Concepts and the Ground Floor of Perception

51ru1jHcNyL._SX331_BO1,204,203,200_In my last post on Hubert Dreyfus and the intentional arc, I ended with a question about the relationship between intuitive responses to environmental solicitations in expert action. In this post, I continue to explore the structure of intuitive response through the work of John McDowell.

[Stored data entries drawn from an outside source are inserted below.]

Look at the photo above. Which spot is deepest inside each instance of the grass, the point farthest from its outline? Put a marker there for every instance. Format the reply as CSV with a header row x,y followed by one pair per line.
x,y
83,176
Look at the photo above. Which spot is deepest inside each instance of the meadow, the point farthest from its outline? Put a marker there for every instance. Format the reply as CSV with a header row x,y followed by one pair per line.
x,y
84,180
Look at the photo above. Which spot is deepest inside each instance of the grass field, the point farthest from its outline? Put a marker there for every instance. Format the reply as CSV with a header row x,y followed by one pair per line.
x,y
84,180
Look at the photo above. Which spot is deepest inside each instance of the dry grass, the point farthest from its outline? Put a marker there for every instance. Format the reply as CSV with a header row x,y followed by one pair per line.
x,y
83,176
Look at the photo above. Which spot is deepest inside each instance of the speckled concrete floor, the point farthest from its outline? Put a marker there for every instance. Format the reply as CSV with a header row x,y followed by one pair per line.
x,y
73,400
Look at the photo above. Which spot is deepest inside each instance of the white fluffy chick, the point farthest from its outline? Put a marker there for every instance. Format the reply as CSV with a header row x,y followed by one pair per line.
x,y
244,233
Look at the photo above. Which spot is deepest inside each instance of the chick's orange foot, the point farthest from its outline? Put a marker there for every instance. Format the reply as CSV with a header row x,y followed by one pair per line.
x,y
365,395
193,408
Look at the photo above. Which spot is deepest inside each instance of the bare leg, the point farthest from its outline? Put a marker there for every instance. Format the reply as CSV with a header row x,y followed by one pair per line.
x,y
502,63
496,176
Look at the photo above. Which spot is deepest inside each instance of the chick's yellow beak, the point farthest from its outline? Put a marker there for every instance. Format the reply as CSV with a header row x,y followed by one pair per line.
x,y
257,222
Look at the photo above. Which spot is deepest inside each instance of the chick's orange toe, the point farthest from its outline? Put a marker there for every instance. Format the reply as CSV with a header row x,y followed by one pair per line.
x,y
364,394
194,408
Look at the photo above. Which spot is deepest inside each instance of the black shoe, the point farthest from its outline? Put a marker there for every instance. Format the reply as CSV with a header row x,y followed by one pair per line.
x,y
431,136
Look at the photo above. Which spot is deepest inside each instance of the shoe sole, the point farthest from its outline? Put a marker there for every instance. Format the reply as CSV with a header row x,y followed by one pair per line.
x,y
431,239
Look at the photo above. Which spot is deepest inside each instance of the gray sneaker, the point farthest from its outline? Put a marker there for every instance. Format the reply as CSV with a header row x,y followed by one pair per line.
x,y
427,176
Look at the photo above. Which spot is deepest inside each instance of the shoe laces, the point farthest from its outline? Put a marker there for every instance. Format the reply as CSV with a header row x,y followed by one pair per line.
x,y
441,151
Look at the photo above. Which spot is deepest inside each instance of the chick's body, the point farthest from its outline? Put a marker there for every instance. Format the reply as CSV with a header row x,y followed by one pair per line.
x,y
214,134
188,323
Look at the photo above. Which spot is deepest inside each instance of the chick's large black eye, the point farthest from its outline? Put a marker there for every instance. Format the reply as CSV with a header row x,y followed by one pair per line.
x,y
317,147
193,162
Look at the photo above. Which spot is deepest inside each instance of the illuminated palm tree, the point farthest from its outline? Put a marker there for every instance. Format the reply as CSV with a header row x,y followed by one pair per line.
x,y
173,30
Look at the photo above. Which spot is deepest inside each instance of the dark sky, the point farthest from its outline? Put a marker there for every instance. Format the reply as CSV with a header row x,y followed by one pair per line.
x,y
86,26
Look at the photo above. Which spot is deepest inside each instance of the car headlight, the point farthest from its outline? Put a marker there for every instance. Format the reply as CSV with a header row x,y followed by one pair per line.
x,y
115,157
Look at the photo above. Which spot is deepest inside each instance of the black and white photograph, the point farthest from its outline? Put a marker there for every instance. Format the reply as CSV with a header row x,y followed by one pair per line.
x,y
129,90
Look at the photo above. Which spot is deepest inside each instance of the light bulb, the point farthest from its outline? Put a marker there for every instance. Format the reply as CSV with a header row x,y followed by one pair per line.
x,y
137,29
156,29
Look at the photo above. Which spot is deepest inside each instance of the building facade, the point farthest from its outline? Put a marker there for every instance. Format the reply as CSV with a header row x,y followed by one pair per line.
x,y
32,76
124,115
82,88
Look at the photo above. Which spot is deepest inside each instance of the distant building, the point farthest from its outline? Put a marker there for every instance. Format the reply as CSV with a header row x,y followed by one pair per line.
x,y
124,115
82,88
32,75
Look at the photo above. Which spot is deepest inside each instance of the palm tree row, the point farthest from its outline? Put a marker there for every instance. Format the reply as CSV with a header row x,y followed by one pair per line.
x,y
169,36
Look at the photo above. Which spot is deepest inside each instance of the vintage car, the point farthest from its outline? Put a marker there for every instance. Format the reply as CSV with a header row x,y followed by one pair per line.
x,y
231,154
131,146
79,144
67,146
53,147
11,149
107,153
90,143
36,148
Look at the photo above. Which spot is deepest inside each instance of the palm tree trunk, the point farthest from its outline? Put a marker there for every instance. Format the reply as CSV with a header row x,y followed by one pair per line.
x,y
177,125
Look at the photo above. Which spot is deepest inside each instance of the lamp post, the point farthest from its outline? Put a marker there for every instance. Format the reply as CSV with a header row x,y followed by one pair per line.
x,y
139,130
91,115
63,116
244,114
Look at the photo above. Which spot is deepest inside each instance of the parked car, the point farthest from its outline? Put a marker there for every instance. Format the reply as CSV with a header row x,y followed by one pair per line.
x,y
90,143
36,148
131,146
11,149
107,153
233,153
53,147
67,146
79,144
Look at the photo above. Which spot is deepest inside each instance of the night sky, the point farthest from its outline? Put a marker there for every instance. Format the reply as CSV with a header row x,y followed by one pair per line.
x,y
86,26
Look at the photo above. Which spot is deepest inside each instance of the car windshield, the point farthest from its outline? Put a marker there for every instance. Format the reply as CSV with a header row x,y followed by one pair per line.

It is precisely on the status of intuition in perception where I find Dreyfus’s account wanting, and where I think McDowell gets it right. It seems that Dreyfus takes everything traditionally attributed to concepts and conceptual ability and repositions these skills as available to an agent at the ground floor of perceptual experience through nonconceptual motor understanding. But what sense does it make, for instance, to speak, as Dreyfus does,[1] not only of perceptual knowledge but also of nonconceptual beliefs about perceptual objects and the solicitations, affordances, and constraints that issue from my engagement with them? The appeal to solicitations (or to what an object obliges of me), to affordances (or to what an object may aid me in doing), and to constraints (or to what an object may prevent me from doing), seems squarely in the domain of a cognitive and inferential space, in other words, a space shot through with a conceptual understanding that interleaves my every practical action. Indeed, this is precisely the stance that McDowell takes against Dreyfus.